In 2002 Democracy International together with numerous democracy activists throughout Europe campaigned for the inclusion of the European Citizens' Initiative (ECI) in the EU draft Constitutional Treaty, which then was integrated in the Treaty of Lisbon. The ECI requires one million signatures from at least seven EU Member States to suggest an EU law proposal to the European Commission. Since the launch of the ECI on 1 April 2012, Democracy International advocates that the ECI must become more citizen-friendly and that the general public must be more aware of the first tool of direct democracy at transnational level.

In 2015 Democracy International has been campaigning for a reform of the European Citizens' Initiative. Window of opportunity was the revision of the ECI - the EU regulation on the European Citizens' Initiative demands a review of the ECI every three years. In this context of reform, Democracy International submitted to the EU institutions a set of reform proposals. Also, Democracy International run a broad campaign. The petition "Save the ECI", which French economist Thomas Piketty and the German political scientist Gesine Schwan both supported, was the core element of this campaign. More than 75,000 citizens from all across the EU signed the petition that Democracy International together with Mehr Demokratie e.V. and WeMove.eu handed over to the EU Parliament in Strasbourg on 28 October 2015. On the same day, the European Parliament adopted the report on the European Citizens' Initiative, which contained seven out of nine reform proposals by Democracy International.
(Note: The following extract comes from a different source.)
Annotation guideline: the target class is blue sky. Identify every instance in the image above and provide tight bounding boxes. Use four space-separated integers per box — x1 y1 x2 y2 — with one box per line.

On 16 August 2017 Democracy International handed over 100,000 signatures of Europeans demanding a reinforcement of the ECI. The Commission published its proposal for a reinforced ECI by mid-September 2017. Democracy International had made eleven recommendations to the Commission. Two of them were fully accepted, six were partially accepted and three were either rejected or not mentioned. The revised ECI is expected to be in effect by the next European elections. Democracy International continues to campaign for a stronger follow up to successful ECIs.

=== Building a global network ===

Democracy International seeks to provide opportunities for activists and organisations who work on democracy to network and exchange ideas. The „Global Forum on Modern Direct Democracy“, which takes place every two years, is the central platform connecting specialists, activists and organisations working on this subject internationally.

== Research & publications ==
Democracy International regularly issues monitoring reports and position papers on direct democracy issues. The reports assess referendums and plebiscites with international standards of direct democracy as set by the Venice Commission and leading experts on direct democracy.

Democracy International is a partner of the Direct Democracy Navigator, an information platform that lists legal instruments of direct democracy available throughout the world.